Departments manage content daily. They publish, update and archive content as part of their daily work; as of today, content designers have to search across multiple sources or tools to find metrics. Some of these sources are inaccessible, difficult to use or require further analysis. We aim to provide them with a single location to see all relevant metrics about their content. This information is beneficial to make informed decisions about their next steps.

As per user research, content designers would benefit from having two types of metrics.

  • Metrics about content performance:
Metrics that define how content behaves when it interacts with GOV.UK users. For
example, the number of visits, the number of searches within the page, the
number of feedback comments that a page is receiving, or the overall
satisfaction with a particular page.

These metrics are tracked daily.

  • Metrics about content quality:

These metrics are tracked/updated on each new version.

Metrics that define core characteristics of content: the reading score, use of
passive voice, guidelines compliance, number of paragraphs, words, complex sentences,...

At scale and over time

At scale and over time key principles for the Data Warehouse, because content designers are interested in:

  1. Metrics for each content item that is or have been live in GOV.UK (around 550K)
  2. Trends of each of the metrics over time

To explain in detail why over time is important, let us explore three simple examples.

Example 1: Number of Content Items published by an organization

Departments are content owners; this means that they are responsible for publishing, updating and archiving/retiring their content daily. Diligent management of content implies a steady pace of updates and publications while keeping the total number of content items in a sensible number.

For example, if an organization is publishing at a very high rate for an extended period of time, it could be a signal that they need to improve the way they archive or retire existing content.

To get these insights about content publication we can't focus on metrics for a single day, we need to understand how those metrics evolved over time.

Let's explore the example:

  • Content Items published by an organization in one day

We have two organizations: A and B. In the last day, Organisation A has 550 live Content Items and Organisation B has 400.

With this information, it is hard to see if those organizations are effectively managing their content because we only have a data points for a single day.

without metrics over time

  • Content Items published by an organization over time*

If we track the number of content items over time, then we might observe that Organisation A is decreasing the number of Content Items daily, and Organisation B has created too many content items in the last year.

We can conclude that organization b would need to take action to improve the way they manage content over time: they can make an informed decision based on data about the way they manage content.

with metrics over time

Example 2: Enforcing good practices

Data is not only to help departments to manage their content over time; it can also help to provide evidence about compliance to best practices and guidelines.

For example, we discourage departments from publishing content in PDF format. There are many reasons for it, but having some metrics to prove that PDFs are not benefitial for users, would make it easier for departments to fully comply with GOV.UK guidelines.

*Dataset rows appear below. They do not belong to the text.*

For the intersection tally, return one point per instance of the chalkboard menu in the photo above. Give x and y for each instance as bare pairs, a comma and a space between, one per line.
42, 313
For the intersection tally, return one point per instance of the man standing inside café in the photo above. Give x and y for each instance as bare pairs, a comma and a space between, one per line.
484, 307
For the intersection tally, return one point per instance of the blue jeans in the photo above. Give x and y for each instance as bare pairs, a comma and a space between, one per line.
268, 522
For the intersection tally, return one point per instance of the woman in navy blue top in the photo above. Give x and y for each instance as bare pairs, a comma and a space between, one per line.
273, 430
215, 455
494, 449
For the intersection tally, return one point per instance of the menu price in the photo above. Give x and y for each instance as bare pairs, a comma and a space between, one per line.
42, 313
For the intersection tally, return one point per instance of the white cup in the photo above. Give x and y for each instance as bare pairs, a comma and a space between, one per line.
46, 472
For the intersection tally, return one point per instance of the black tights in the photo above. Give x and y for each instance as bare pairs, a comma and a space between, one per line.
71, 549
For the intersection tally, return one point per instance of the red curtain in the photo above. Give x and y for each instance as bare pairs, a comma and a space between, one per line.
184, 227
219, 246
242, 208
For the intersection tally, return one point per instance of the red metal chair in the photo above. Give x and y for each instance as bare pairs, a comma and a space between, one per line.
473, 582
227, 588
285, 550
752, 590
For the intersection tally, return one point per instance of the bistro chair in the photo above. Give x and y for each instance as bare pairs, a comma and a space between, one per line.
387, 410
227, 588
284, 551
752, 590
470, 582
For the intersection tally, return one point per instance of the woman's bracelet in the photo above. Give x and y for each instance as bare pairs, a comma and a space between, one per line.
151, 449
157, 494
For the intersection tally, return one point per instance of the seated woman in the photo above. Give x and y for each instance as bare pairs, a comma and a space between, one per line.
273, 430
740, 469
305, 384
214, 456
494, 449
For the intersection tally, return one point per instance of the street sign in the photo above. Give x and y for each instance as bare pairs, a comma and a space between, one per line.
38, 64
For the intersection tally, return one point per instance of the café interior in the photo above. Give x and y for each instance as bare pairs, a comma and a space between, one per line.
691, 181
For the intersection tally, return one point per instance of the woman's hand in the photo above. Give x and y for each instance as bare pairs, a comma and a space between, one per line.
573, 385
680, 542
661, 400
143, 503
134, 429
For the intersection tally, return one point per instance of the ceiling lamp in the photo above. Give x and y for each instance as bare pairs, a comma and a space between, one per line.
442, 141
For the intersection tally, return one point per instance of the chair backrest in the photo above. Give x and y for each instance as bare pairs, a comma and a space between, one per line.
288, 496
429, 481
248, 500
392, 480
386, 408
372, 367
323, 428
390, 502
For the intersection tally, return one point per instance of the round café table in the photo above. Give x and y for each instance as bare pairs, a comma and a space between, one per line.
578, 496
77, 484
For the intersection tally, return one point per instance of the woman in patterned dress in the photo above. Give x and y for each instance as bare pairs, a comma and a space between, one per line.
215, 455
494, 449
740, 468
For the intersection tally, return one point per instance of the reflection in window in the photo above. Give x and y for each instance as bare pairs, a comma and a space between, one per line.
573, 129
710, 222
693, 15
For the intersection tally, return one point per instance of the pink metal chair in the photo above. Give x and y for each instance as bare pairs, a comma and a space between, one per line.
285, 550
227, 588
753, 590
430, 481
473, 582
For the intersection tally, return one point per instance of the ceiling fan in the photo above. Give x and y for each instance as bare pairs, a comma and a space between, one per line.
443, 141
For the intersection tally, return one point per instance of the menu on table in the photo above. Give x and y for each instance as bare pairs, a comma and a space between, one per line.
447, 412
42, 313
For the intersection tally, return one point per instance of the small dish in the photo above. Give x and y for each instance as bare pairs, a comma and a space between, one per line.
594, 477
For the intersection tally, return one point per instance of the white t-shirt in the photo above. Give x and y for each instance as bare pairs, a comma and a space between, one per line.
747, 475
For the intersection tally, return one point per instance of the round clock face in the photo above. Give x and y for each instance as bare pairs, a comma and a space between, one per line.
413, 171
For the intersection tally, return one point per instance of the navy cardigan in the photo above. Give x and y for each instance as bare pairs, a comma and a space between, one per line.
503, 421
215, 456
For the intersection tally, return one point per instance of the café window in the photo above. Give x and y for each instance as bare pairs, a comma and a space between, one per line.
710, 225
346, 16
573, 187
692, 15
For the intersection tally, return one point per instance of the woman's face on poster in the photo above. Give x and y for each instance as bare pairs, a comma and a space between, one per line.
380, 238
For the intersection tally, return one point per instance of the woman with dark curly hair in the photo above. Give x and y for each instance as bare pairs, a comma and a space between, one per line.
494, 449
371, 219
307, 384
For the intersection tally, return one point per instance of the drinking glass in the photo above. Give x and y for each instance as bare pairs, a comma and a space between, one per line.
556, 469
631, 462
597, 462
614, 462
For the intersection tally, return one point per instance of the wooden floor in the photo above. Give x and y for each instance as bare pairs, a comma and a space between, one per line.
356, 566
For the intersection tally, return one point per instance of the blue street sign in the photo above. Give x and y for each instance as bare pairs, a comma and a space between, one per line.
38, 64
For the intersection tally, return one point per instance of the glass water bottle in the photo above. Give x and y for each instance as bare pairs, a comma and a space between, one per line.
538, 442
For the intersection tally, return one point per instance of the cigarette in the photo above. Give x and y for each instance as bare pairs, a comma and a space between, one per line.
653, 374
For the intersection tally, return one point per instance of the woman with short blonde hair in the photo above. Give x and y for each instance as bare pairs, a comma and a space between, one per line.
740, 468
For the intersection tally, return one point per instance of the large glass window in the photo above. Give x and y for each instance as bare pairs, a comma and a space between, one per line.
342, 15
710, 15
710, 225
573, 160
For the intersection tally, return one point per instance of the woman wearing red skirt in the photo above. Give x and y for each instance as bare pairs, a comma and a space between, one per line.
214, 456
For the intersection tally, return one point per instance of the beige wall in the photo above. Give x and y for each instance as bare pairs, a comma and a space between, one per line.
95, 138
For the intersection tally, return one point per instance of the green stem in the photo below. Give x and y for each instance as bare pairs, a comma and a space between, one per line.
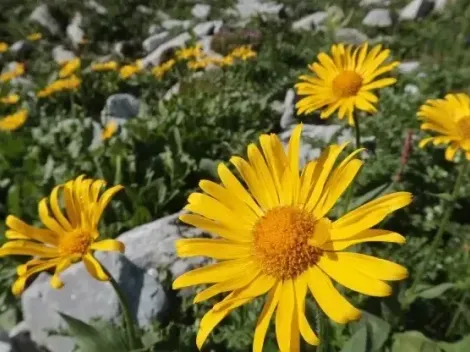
128, 321
449, 207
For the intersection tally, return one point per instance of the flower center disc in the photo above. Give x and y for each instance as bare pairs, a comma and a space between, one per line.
281, 242
75, 243
347, 84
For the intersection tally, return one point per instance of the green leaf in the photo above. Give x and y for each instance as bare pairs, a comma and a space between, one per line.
357, 342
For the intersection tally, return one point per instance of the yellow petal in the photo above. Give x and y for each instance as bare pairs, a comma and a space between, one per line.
335, 306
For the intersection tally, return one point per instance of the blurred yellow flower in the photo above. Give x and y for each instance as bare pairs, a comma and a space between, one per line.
17, 71
10, 99
3, 47
276, 239
160, 70
68, 238
243, 52
450, 118
105, 66
65, 84
109, 130
344, 81
34, 36
69, 67
189, 53
13, 121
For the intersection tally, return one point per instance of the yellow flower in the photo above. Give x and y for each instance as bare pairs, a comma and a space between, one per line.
344, 81
10, 99
276, 239
189, 53
14, 121
109, 130
17, 71
450, 118
160, 70
67, 238
3, 47
34, 37
69, 67
105, 66
243, 52
65, 84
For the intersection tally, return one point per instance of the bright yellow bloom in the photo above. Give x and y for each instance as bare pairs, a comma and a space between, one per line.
160, 70
65, 84
67, 238
69, 67
17, 71
243, 52
109, 130
10, 99
344, 81
189, 53
450, 118
14, 121
34, 37
3, 47
276, 239
105, 66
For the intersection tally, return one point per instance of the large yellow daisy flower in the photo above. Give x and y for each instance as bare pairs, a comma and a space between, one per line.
344, 81
276, 239
450, 117
67, 238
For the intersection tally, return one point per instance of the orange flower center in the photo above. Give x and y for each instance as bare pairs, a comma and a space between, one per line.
281, 242
347, 84
76, 242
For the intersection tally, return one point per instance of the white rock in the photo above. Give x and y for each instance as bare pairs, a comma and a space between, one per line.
408, 66
378, 18
201, 11
350, 36
151, 43
310, 22
42, 15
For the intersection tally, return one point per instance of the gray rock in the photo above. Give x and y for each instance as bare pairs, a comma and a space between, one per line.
60, 54
310, 22
408, 67
86, 298
201, 11
287, 117
42, 15
207, 28
378, 18
350, 36
151, 43
74, 31
99, 9
155, 57
124, 106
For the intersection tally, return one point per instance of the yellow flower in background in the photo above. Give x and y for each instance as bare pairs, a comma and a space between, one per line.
109, 130
14, 121
65, 84
34, 37
450, 118
10, 99
345, 81
275, 238
243, 52
105, 66
17, 71
69, 67
160, 70
3, 47
189, 53
67, 238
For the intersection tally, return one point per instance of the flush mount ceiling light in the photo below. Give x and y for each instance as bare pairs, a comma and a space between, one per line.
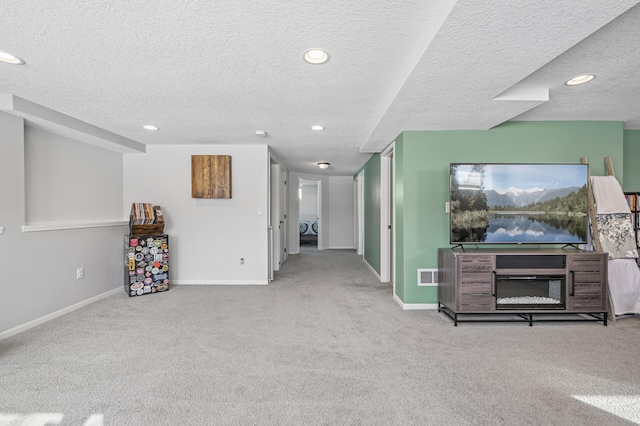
315, 56
580, 79
10, 59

In the following example, we can see how there is a relationship between the number of PDFs published by Organisation A and the satisfaction score.

enforcing good practices

Example 3: Predictions

User interactions with content on GOV.UK can sometimes follow seasonal patterns. If on a particular week or month of the year a set of pages receive a spike on the number of visits, it is possible those pages will receive a similar number of visits the following year during the same period.

Let's explore the following example:

As per the spike of visits in June last year, it is very likely that Organisation A expects a spike in page views for a content item, so they might consider reviewing in advance the content, so it is accurate and up to date.

predictions

Why a Data Warehouse

Considerations for building a new application

Before building a new application, we explored if the existing set of applications and data sources were good enough to fulfill our mission goals.

This is what we found out:

  1. We don't have a single place to retrieve all metrics for content items. We currently store metrics for organizations (and dashboards) via the performance platform, but the way it is structured and the scope of the product, make it not a good fit for our mission goal.

  2. We store the number of page views in Search, so when users search in GOV.UK the results are ordered by popularity; the way this information is collected has been reported as Tech debt and building this applpcation will enable Search to use the API and pay the tech debt.

  3. Data Scientists find it difficult to get and link content and performance metrics. Having a single place to look for this information will make their daily work easier.

  4. Performance Analysts dashboards will also benefit from having metrics from multiple sources because, although they have direct access to metrics from Google Analytics, they don't have direct access to Feedex or other internal applications.

We concluded that we had to find custom way to store metrics and content attributes through time, because the existing applications were more focused on metrics and content characteristics for a single day.

Tracking metrics through time in a Data Warehouse

Now that we have a better understanding of the needs behind tracking metrics at scale and through time, and need for the existing application, let's explore why we have chosen a Data Warehouse as the underlying technology to support this functionality.

Considering the user needs and the long term vision we need:

A way to track daily snapshots of performance metrics, from multiple sources, of
all our content over time, so we can analyze it to make informed decisions about
content.

If we look into the Wikipedia definition of a Data Warehouse:

A central repository of integrated data from one or more disparate sources, that
stores current and historical data in one single place that is used for creating
analytical reports for workers throughout the enterprise.

And, if we replace:

source replaced
one or more disparate sources Feedex, Google Analytics
workers content designers
the enterprise All GOV.UK organizations

We get:

A central repository of integrated data from Feedex, Google Analytics, PAAS...,
that stores current and historical data in one single place that is used for
creating analytical reports for content designers throughout all GOV.UK
organizations.

So, it seems that from a definition / formal perspective, it fits in what we need to track metrics through time.

Track content changes over time for Content Items

We not only need to track metrics about how content is performing through time, but we also need to monitor the content attributes, so we understand the relationship between content and performance changes through time.

Say, for example, that a content item was created and published three years ago. To get a good understanding of how the content changes are related to their performance, we would need to:

  1. Track each change to the Content Item through the three years
  2. Update the quality metrics each time a new version is created
  3. Link the performance metrics to each one of the versions of the Content Item.

Tracking the history of each content item is key to understand the relationship between content and performance.